I absolutely cannot stand the conversation interruptions. Occasionally my SD9 will bellow out "What?" when DH and I are talking. I just ignore her. I refuse to give her a "summary" of something that isn't any of her business in the first place. Then there is my SS5 who never shuts up! He loves the sound of his own voice, because it is just incessant blabber out of his mouth all the time. He won't stop talking during a TV show or sports event HE picked to watch and then has the audacity to ask, "What happened?" Well, gee, if you would SHUT UP and PAY ATTENTION, then you would know what the f**k happened! He will ask a question, or even make a statement, and then repeat it over and over and over. So sick and tired of this kid thinking everyone has to be looking at him and fawning over him every second of the day.
I really wish I could just say what we all feel: if you need to know something, we will tell you, otherwise BUTT OUT and stop interrupting adult conversations!

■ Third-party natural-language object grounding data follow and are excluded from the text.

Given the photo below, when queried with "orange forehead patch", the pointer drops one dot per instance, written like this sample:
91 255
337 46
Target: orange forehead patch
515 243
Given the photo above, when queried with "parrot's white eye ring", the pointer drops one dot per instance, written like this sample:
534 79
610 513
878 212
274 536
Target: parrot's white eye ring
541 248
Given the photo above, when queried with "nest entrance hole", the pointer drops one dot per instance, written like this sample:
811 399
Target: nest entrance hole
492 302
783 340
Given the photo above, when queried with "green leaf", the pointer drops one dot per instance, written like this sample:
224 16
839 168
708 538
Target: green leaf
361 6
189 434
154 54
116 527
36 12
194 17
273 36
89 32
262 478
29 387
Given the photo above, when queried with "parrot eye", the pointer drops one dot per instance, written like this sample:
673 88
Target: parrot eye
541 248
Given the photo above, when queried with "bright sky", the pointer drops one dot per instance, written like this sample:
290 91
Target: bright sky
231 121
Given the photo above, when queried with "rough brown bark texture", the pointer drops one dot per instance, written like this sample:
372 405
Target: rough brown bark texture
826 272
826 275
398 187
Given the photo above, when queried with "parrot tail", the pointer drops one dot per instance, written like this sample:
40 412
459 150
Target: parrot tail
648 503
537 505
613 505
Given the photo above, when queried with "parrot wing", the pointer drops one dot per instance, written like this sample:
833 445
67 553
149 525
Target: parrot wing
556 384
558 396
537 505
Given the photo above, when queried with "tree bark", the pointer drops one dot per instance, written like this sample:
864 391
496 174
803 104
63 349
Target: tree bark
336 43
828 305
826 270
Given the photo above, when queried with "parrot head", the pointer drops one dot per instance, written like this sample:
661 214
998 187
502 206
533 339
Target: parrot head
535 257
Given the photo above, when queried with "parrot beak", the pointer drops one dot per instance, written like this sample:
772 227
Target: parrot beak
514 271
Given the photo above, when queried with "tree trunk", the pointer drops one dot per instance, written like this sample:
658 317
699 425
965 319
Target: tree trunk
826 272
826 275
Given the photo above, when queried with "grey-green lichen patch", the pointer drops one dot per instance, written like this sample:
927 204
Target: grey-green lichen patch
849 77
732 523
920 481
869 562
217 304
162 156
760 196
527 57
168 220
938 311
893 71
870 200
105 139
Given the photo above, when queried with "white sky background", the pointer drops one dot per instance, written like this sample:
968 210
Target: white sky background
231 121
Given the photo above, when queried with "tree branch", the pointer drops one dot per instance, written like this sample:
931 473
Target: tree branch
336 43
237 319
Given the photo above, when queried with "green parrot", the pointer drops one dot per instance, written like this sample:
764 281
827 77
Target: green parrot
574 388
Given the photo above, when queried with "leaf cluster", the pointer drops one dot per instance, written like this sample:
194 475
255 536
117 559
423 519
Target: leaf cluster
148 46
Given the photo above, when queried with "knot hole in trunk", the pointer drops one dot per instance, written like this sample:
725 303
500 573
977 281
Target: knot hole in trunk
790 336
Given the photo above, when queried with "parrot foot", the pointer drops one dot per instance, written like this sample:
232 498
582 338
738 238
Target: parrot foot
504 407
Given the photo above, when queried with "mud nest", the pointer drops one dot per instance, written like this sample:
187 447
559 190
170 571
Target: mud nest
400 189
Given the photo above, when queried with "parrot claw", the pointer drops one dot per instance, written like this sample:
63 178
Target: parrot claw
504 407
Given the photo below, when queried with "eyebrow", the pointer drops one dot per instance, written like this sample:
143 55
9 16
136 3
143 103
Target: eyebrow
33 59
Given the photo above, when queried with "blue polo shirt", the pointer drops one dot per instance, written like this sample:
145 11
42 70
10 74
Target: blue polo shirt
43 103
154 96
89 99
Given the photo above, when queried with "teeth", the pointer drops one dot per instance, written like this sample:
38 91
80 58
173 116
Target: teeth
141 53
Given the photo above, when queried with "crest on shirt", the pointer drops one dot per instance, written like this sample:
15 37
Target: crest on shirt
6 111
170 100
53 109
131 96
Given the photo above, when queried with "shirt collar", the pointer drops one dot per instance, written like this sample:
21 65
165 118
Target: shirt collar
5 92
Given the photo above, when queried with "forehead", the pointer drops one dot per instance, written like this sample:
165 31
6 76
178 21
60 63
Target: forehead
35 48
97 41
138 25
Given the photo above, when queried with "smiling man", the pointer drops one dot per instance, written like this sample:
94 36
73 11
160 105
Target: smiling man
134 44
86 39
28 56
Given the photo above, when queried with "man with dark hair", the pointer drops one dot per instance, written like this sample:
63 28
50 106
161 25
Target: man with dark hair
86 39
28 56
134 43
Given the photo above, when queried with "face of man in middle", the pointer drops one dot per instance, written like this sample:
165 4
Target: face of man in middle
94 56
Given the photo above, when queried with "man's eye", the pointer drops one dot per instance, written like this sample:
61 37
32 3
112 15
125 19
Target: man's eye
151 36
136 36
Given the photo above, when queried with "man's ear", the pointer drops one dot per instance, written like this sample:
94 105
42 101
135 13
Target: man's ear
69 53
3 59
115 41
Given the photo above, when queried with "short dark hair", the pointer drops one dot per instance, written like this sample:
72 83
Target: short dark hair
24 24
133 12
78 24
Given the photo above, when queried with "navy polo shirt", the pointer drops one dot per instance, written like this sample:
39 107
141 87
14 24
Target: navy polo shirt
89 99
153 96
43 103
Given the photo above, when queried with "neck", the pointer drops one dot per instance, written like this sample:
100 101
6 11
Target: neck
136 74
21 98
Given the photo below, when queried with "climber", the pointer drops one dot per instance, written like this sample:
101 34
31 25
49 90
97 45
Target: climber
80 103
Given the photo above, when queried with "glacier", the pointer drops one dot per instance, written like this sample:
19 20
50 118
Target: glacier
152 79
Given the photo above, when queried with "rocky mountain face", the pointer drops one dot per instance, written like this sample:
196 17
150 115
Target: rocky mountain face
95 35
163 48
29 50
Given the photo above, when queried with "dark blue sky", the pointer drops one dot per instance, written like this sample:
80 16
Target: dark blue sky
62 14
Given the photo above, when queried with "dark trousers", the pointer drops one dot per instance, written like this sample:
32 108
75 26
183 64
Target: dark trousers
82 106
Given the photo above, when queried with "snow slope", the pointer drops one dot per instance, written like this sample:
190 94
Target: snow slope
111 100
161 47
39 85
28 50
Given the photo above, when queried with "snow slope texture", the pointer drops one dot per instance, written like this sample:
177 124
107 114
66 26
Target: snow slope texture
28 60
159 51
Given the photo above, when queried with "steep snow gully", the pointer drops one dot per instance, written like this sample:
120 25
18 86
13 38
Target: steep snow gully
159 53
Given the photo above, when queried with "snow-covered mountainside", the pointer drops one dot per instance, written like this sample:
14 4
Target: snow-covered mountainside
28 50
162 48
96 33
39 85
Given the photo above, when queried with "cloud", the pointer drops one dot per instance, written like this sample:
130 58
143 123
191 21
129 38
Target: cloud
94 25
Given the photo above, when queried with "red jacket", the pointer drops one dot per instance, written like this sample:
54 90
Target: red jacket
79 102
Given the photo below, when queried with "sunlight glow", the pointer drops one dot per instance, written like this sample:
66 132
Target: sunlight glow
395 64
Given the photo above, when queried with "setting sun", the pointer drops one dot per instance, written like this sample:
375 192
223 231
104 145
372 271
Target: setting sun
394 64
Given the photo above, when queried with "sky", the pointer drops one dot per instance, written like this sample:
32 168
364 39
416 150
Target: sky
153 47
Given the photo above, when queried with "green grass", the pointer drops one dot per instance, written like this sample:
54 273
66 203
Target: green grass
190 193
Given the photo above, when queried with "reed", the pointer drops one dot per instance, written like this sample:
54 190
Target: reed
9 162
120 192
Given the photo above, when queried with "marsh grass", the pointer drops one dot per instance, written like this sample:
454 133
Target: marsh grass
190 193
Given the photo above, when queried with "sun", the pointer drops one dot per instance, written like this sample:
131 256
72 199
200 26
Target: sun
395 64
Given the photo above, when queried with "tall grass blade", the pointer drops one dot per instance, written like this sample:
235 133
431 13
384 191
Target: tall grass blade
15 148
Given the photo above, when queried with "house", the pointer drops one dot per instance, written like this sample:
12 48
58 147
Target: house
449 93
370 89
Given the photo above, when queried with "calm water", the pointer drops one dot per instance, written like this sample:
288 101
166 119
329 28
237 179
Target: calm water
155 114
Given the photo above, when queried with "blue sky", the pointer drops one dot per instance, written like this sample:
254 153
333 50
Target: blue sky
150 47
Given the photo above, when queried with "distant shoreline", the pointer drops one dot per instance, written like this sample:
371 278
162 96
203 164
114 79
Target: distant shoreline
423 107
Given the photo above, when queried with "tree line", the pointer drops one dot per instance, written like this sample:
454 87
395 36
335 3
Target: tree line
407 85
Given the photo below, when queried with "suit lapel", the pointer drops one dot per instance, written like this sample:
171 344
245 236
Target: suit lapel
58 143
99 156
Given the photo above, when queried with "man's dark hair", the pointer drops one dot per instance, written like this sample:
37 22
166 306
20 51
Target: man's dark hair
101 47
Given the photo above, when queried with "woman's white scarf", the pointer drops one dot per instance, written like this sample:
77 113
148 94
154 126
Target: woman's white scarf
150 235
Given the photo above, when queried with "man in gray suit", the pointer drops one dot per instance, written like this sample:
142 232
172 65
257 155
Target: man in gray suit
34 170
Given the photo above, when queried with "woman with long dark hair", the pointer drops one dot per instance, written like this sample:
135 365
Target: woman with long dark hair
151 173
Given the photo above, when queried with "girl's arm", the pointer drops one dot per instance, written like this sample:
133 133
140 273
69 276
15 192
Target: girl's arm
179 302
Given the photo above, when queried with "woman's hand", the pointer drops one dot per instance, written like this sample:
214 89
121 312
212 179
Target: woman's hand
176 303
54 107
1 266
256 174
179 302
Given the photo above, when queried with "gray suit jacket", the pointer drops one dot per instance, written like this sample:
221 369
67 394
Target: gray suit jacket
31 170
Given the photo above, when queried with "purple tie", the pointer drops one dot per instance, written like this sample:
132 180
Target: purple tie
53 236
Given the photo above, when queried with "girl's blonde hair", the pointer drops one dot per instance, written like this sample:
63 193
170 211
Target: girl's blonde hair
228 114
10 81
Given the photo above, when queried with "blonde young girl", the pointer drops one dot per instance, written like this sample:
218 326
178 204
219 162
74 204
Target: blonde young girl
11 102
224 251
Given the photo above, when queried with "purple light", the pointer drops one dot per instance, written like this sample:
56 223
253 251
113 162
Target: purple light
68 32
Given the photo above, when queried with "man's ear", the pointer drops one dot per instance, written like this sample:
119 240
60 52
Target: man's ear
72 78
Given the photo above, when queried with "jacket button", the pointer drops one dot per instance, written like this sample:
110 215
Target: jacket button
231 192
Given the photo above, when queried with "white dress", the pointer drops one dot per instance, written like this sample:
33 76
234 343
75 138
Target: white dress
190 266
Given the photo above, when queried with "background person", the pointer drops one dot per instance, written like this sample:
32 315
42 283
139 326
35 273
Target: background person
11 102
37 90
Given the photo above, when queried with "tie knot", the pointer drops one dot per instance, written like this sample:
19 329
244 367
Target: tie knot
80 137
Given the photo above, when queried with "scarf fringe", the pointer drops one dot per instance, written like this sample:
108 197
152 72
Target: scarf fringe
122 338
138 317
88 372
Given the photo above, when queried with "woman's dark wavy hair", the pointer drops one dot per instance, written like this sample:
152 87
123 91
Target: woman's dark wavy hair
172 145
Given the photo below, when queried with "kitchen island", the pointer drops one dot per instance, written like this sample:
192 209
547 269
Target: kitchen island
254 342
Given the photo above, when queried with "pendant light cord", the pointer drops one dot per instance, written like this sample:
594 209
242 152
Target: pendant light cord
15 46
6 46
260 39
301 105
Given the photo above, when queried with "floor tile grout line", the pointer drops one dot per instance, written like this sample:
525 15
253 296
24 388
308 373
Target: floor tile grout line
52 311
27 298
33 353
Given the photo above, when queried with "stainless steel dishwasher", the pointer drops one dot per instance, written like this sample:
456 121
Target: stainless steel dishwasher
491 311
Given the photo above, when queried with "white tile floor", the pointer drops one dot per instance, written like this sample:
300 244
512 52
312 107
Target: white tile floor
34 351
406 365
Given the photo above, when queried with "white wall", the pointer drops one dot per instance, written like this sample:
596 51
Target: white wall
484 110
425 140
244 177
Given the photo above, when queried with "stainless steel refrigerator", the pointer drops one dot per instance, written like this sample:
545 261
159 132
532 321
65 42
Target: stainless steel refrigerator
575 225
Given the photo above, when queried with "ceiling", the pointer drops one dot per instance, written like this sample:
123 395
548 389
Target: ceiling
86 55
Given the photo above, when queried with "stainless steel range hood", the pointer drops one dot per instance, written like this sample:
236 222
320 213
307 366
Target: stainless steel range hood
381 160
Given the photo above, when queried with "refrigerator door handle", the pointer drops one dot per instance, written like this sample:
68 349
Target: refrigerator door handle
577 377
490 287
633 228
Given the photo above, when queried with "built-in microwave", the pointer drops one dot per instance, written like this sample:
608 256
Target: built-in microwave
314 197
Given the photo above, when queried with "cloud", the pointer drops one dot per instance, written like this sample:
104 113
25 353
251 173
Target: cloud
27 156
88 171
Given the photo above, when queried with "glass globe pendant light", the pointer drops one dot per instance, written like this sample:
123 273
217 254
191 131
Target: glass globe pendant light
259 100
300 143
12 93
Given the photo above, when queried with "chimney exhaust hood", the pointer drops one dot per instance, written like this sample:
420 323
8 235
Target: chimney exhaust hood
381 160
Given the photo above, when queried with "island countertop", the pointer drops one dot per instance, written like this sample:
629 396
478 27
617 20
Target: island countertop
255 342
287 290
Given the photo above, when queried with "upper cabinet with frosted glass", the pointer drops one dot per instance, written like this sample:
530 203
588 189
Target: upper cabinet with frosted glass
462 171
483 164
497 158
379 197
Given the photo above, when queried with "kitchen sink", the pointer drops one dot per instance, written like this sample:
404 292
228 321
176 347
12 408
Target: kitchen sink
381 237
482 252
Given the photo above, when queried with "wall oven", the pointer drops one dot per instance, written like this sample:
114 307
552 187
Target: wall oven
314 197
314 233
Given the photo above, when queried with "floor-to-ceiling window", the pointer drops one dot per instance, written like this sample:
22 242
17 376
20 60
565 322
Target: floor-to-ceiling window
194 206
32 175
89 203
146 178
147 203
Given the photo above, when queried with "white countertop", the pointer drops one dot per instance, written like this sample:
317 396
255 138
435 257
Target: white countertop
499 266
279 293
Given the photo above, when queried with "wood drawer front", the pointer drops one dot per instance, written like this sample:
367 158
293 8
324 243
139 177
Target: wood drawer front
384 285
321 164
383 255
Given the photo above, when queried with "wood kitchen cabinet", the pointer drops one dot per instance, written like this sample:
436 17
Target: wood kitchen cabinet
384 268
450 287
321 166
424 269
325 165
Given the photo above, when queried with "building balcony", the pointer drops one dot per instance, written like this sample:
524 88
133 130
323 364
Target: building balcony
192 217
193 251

^^^^^^The worst part is my DH
^^^^^^The worst part is my DH will stop and give a "Summary" of the conversation. That makes me pure livid! I always comment to DH "I don't remember him being a part of our conversation." I couldn't agree more - I would love to tell the kid to stop being nosey and stay out of grown folk talk. When I was growing up, we weren't allowed to ask what adults were talking about. But thinking back, we really weren't interested.
If I would have butted into
If I would have butted into an adult conversation when I was 10, I would've gotten my feelers hurt! Doesn't this kid have any friends he can hang out with, and leave you & yours alone?!